Sydney University peace centre rebuffs Israeli civics teacher
- BY:CHRISTIAN KERR
- From:The Australian
- December 06, 2012 12:00AM
THE Sydney University’s Centre for Peace and Conflict Studies, which has thrown its support behind controversial Palestinian leaders, has cited its boycott of Israel for refusing to help an Israeli civics teacher who has designed programs for both Jewish and Arab children.
Hebrew University of Jerusalem academic Dan Avnon is credited with developing and implementing the only state program in civics written for joint Jewish-Arab high schools.
He approached the head of the Sydney University centre, Jake Lynch, for assistance with studying civics education in Australia under a fellowship agreement between the two institutions.
But Associate Professor Lynch rebuffed the request, citing the centre’s support for the anti-Israeli Boycott, Divestment and Sanctions movement.
The centre helped establish the Sydney Peace Foundation, which awards the Sydney Peace Prize. Past recipients include the controversial Palestinian activist Hanan Ashrawi.
The centre’s website says it “promotes interdisciplinary research and teaching on the causes of conflict and the conditions that affect conflict resolution and peace”.

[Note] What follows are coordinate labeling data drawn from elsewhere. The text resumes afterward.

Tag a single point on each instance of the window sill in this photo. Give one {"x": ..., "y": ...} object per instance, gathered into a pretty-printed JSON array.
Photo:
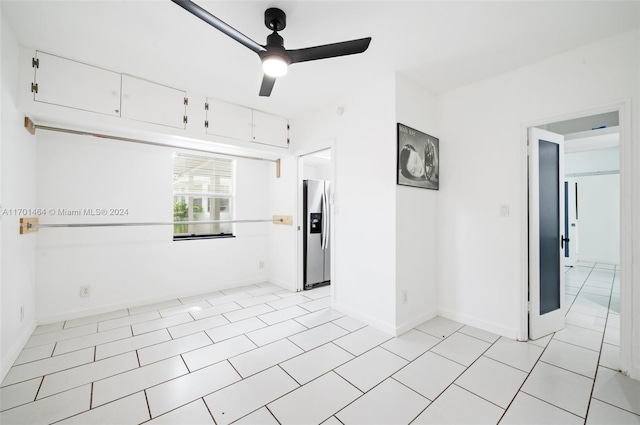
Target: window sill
[{"x": 198, "y": 237}]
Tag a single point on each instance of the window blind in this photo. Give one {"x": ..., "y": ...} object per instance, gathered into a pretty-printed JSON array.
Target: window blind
[{"x": 202, "y": 175}]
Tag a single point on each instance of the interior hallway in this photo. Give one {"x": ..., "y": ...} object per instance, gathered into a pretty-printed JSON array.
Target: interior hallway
[{"x": 262, "y": 355}]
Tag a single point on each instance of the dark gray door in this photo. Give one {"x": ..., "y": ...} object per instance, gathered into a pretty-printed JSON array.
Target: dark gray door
[{"x": 546, "y": 216}]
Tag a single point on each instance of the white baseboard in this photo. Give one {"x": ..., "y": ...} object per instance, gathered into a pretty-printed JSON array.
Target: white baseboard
[
  {"x": 143, "y": 301},
  {"x": 16, "y": 349},
  {"x": 405, "y": 327},
  {"x": 366, "y": 319},
  {"x": 511, "y": 333}
]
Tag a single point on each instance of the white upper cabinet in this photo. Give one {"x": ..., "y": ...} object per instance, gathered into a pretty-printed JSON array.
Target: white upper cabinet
[
  {"x": 229, "y": 120},
  {"x": 270, "y": 130},
  {"x": 64, "y": 82},
  {"x": 238, "y": 122},
  {"x": 150, "y": 102}
]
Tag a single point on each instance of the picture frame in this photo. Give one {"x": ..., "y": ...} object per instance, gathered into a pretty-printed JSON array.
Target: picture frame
[{"x": 418, "y": 158}]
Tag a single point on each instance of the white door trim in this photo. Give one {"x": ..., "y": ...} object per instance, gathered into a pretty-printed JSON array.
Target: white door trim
[{"x": 629, "y": 205}]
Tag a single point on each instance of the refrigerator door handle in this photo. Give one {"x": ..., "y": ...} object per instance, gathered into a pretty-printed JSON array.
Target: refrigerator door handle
[{"x": 325, "y": 213}]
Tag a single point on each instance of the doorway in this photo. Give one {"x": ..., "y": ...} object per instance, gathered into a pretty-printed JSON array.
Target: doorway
[
  {"x": 592, "y": 224},
  {"x": 315, "y": 169}
]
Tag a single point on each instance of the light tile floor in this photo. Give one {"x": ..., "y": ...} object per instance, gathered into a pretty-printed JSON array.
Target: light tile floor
[{"x": 261, "y": 355}]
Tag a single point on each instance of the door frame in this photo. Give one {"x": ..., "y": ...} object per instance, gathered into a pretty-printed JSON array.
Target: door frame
[
  {"x": 329, "y": 144},
  {"x": 628, "y": 294}
]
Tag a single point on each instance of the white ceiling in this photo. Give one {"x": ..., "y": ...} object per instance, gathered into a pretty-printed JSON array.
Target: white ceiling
[{"x": 440, "y": 45}]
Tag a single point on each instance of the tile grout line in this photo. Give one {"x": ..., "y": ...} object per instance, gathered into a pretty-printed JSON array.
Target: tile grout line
[{"x": 593, "y": 386}]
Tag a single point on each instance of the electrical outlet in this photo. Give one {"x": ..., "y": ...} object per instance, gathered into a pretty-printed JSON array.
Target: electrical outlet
[{"x": 85, "y": 291}]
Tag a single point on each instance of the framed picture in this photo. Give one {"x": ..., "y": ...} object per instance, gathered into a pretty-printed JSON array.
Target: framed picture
[{"x": 418, "y": 158}]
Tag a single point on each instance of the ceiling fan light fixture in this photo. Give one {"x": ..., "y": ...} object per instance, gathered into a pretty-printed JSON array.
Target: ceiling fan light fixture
[{"x": 274, "y": 66}]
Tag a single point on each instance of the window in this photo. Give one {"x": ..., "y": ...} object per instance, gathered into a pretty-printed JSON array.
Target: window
[{"x": 202, "y": 191}]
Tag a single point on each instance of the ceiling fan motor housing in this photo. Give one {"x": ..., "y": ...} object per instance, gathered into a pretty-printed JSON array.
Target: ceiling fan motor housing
[{"x": 275, "y": 19}]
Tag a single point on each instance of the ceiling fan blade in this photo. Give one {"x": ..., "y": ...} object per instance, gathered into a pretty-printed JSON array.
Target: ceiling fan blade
[
  {"x": 218, "y": 24},
  {"x": 329, "y": 50},
  {"x": 267, "y": 85}
]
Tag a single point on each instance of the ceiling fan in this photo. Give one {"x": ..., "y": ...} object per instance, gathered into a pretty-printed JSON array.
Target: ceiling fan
[{"x": 275, "y": 58}]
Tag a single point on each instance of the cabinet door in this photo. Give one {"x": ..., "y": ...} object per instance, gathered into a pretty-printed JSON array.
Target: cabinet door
[
  {"x": 150, "y": 102},
  {"x": 270, "y": 130},
  {"x": 229, "y": 120},
  {"x": 76, "y": 85}
]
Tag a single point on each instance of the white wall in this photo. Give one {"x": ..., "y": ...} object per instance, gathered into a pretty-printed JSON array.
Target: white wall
[
  {"x": 482, "y": 127},
  {"x": 365, "y": 199},
  {"x": 282, "y": 253},
  {"x": 592, "y": 161},
  {"x": 416, "y": 219},
  {"x": 127, "y": 266},
  {"x": 317, "y": 170},
  {"x": 17, "y": 190},
  {"x": 599, "y": 218},
  {"x": 598, "y": 204}
]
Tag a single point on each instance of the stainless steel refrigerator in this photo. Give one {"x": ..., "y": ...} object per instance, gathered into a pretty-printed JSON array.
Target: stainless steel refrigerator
[{"x": 317, "y": 265}]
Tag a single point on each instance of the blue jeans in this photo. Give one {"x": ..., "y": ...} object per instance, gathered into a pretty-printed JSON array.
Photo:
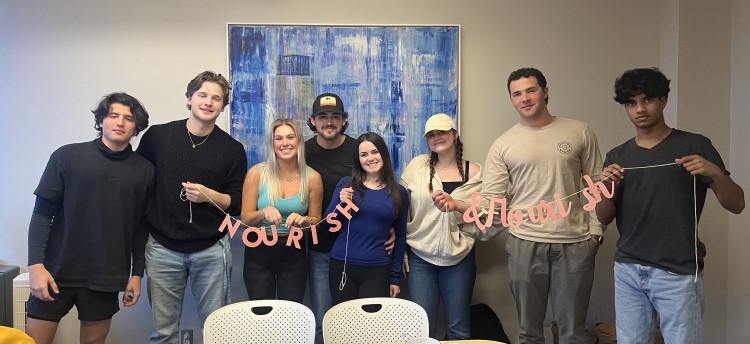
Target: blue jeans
[
  {"x": 168, "y": 272},
  {"x": 320, "y": 292},
  {"x": 641, "y": 292},
  {"x": 453, "y": 284}
]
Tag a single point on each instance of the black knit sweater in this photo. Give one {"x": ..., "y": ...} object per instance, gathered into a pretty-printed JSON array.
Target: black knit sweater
[{"x": 218, "y": 163}]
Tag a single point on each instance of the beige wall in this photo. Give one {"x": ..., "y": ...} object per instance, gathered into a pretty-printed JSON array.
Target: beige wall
[
  {"x": 58, "y": 58},
  {"x": 738, "y": 256}
]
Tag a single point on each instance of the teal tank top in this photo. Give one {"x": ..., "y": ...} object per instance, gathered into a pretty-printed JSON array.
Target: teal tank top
[{"x": 285, "y": 206}]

Professor Avnon contacted Associate Professor Lynch, expressing interest in spending time at the centre and meeting him.
Associate Professor Lynch emailed in reply: “Your research sounds interesting and worthwhile. However, we are supporters of the campaign of Boycott, Divestment and Sanctions, and that includes the call for an academic boycott of Israeli universities.”
The BDS movement explicitly equates the Jewish state with apartheid-era South Africa.
The campaign was started in 2005 by 171 Palestinian non-governmental organisations as a form of “non-violent punitive measures” against Israel until it “complies with the precepts of international law”.
The BDS campaign has included protests outside the Max Brenner chain of coffee shops, which are Israeli-owned.
The boycott was led in Australia by Greens council members in Sydney’s inner-west, including former Marrickville mayor Fiona Byrne, whose council voted to support the boycott in 2010. It was dropped after widespread criticism from the federal and state governments, business leaders and the Jewish community.
In 2003 the awarding of the Sydney Peace Prize to Dr Ashrawi provoked fierce debate and protests, arising from her role as a Palestinian spokesperson in the Israeli-Palestinian conflict. Israeli hard-liners loathe Dr Ashrawi, branding her a propagandist and an apologist for terrorism.
Professor Avnon – who has written on moving beyond the Jewish-Palestinian divide to develop a new sense of citizenship in Israel – said of the centre’s decision: “I find it ironic that you promote a policy of boycott that does not distinguish one individual from another. It is ironic because, like myself, many (probably most) intellectuals and scholars in relevant fields are doing our best to effect change in Israeli political culture. We pay prices for going against the institutional grain. And then we turn around and meet such a ‘blind to the person’ policy.”
Professor Avnon continued: “One common tendency that must be changed if we ever want to live sane lives is to debunk categorical and stereotypical thinking when dealing with human beings.” He received no response from Associate Professor Lynch.
University of Sydney vice-chancellor Michael Spence rejected a call from Associate Professor Lynch in 2009 to cut links with the Hebrew University and a second Israeli institution, the Technion, in the city of Haifa. “I do not consider it appropriate for the university to boycott academic institutions in a country with which Australia has diplomatic relations,” he wrote in response at the time.
A spokesman for Dr Spence said his position had not changed.
The spokesman said Associate Professor Lynch was “entitled to express a public opinion where it falls under his area of expertise”, but added, “on this particular matter he does not speak for the school, the faculty or for the university”.
The Australian was unable to contact Associate Professor Lynch yesterday.
Professor Avnon said he had received “heart-warming, collegial and positive responses” from other staff at Sydney University. “I look forward to associating with them and learning from and through them about Australia’s policies in civic education and other issues,” he said.